Notre envoyé spécial dans les quartiers populaires de Caracas où la population se mobilise contre la droite anti-chaviste.

Caracas apparaît clivé plus que jamais entre les quartiers plus aisés de l'est, plutôt grévistes, et ceux du "grand ouest" déshérités, qui défendent le président élu et renforcent même la pression pour qu'il tienne toutes ses promesses électorales.

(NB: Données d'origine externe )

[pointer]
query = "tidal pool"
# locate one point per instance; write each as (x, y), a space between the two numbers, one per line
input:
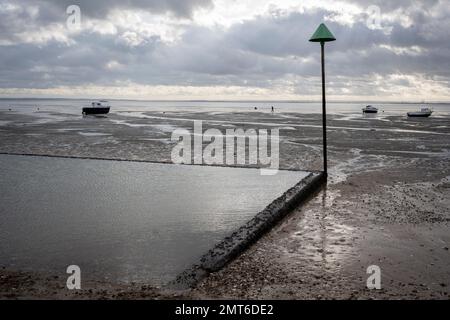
(123, 221)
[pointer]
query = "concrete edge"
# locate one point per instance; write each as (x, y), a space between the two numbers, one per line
(241, 239)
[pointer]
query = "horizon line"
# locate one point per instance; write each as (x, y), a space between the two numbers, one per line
(231, 101)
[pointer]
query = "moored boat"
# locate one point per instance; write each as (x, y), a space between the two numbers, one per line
(370, 109)
(99, 107)
(423, 113)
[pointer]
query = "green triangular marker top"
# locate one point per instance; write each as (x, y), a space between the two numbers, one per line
(322, 34)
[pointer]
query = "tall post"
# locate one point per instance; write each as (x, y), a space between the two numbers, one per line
(324, 111)
(323, 35)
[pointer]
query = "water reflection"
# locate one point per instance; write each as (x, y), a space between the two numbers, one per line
(122, 220)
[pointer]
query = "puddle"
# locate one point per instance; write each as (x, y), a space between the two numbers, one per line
(123, 221)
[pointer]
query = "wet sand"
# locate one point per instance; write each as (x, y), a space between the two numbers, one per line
(387, 203)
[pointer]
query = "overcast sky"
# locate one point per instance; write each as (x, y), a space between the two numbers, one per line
(225, 49)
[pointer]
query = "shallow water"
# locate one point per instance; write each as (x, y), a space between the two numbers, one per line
(136, 108)
(123, 221)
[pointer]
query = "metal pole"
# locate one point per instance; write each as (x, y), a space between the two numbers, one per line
(324, 112)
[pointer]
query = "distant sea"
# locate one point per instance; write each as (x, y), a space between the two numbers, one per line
(73, 106)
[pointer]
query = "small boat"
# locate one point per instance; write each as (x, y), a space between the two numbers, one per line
(100, 107)
(424, 113)
(370, 109)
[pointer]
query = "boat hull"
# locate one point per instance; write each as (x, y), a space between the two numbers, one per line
(99, 110)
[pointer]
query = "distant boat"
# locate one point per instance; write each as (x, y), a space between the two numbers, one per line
(99, 107)
(370, 109)
(424, 113)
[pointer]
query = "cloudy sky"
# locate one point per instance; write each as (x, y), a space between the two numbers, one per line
(225, 49)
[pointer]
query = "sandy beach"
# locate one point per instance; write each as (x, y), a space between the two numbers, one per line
(386, 203)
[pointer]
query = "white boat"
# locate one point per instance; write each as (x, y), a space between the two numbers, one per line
(424, 113)
(99, 107)
(370, 109)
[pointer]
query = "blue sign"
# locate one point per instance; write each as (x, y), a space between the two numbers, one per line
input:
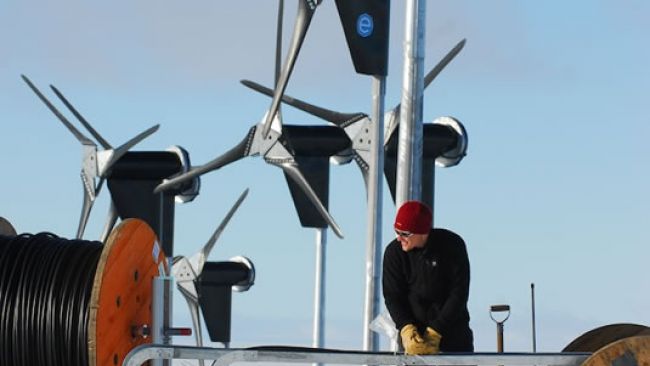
(365, 25)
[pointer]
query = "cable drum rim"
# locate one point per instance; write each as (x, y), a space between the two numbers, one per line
(45, 284)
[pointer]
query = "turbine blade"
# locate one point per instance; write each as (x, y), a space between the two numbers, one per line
(303, 19)
(81, 119)
(239, 151)
(110, 222)
(337, 118)
(207, 248)
(80, 136)
(124, 148)
(85, 213)
(278, 42)
(432, 74)
(292, 170)
(443, 63)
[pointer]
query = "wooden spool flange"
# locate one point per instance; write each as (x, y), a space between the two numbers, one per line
(598, 338)
(121, 298)
(5, 227)
(632, 351)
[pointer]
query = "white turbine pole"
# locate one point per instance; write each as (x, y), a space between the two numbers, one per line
(373, 234)
(319, 289)
(409, 150)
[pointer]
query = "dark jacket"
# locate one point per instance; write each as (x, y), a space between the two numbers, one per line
(429, 287)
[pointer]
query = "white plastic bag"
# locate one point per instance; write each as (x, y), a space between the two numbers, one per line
(384, 324)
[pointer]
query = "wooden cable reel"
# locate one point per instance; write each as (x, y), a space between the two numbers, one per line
(5, 227)
(121, 299)
(631, 351)
(75, 301)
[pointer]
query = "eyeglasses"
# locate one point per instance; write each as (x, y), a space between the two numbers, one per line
(403, 234)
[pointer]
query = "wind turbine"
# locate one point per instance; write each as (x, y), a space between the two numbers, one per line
(96, 165)
(277, 144)
(188, 271)
(451, 138)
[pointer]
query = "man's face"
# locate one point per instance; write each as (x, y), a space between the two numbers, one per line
(410, 241)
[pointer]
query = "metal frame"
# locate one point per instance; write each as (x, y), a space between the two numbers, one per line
(224, 357)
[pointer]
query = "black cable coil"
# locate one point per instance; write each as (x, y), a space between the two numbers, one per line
(45, 288)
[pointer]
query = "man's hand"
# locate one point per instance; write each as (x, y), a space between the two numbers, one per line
(413, 342)
(432, 338)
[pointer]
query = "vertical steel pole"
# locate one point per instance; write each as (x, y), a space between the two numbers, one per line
(532, 295)
(375, 202)
(160, 306)
(409, 151)
(319, 289)
(500, 337)
(166, 220)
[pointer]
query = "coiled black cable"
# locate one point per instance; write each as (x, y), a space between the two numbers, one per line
(45, 288)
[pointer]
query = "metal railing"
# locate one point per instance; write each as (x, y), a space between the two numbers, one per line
(223, 357)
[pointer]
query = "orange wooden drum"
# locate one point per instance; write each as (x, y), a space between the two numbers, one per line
(121, 298)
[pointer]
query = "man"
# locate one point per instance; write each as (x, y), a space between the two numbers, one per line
(426, 284)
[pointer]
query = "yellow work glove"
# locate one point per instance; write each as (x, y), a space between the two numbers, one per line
(432, 338)
(413, 342)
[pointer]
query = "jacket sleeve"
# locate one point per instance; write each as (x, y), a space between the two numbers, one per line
(395, 288)
(454, 307)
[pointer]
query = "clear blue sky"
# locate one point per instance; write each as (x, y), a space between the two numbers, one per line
(554, 95)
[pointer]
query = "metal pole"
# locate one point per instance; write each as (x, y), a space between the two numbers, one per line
(319, 289)
(166, 221)
(161, 296)
(409, 151)
(500, 337)
(532, 294)
(375, 202)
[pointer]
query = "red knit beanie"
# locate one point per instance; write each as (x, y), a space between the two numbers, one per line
(414, 217)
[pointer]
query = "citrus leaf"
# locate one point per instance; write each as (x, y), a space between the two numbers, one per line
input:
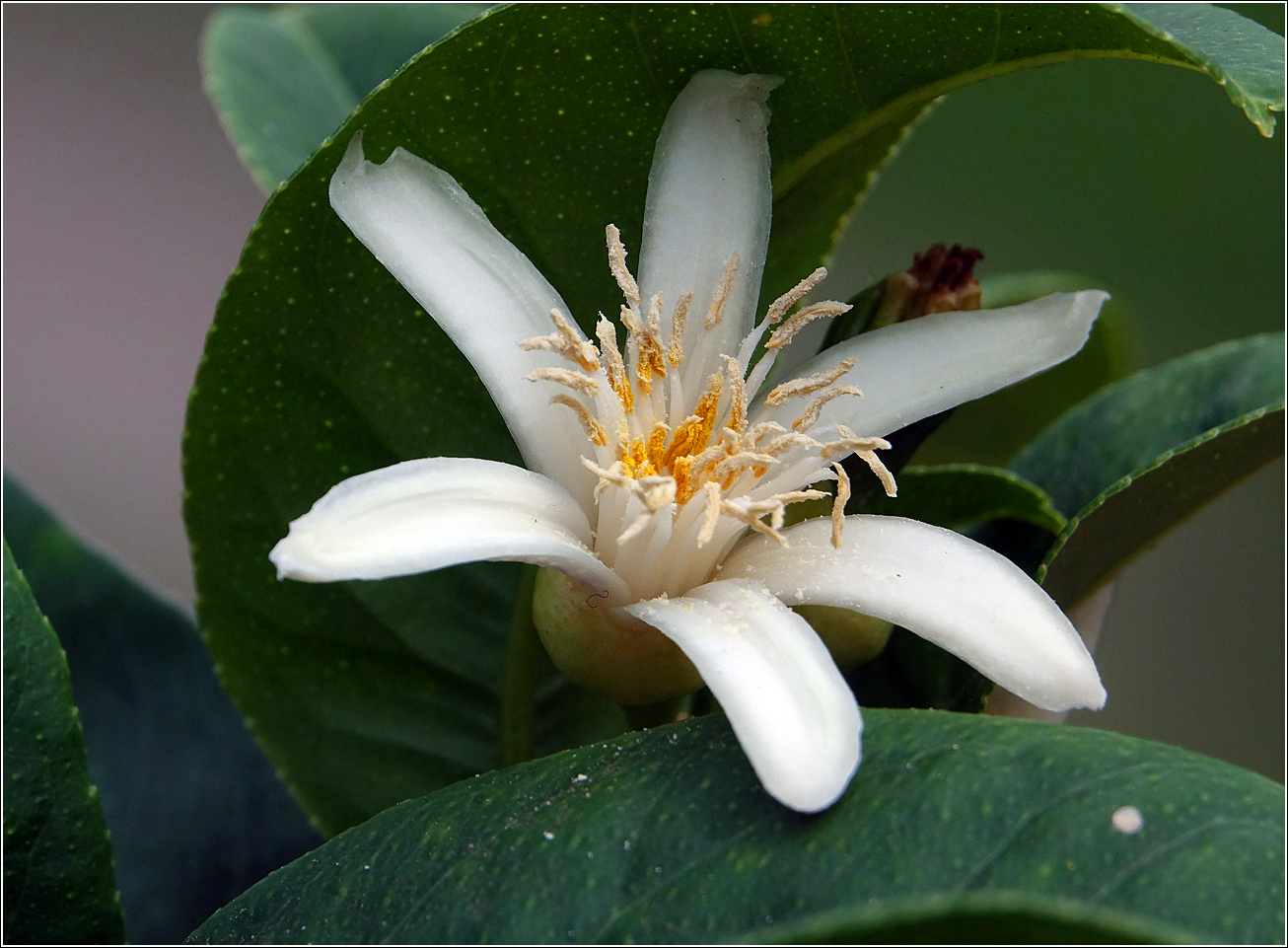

Depuis le 2 décembre dernier et le déclenchement de la grève par l'opposition, le temps a passé. Et Chavez est toujours là. Au prix fort de multiples entraves et de désagréments dans le quotidien de tout un peuple. Car tel est le parti qu'en a pris cette opposition, une résultante de l'oligarchie déchue du pouvoir il y a trois ans : la paralysie notamment de l'activité pétrolière si essentielle au pays, et l'étouffement afin, proclame-t-elle, de déloger le président élu. Quand vous débarquez à l'aéroport Simon-Bolivar, il vous vient aussitôt des flashes de ces interminables processions devant les stations à essence où l'armée fait bon ordre, de supermarchés pris d'assaut en prévision de pénuries. Ou encore de ce barrage de route à hauteur de la Guaira provoqué par des gens furieux de n'être plus livrés en gaz.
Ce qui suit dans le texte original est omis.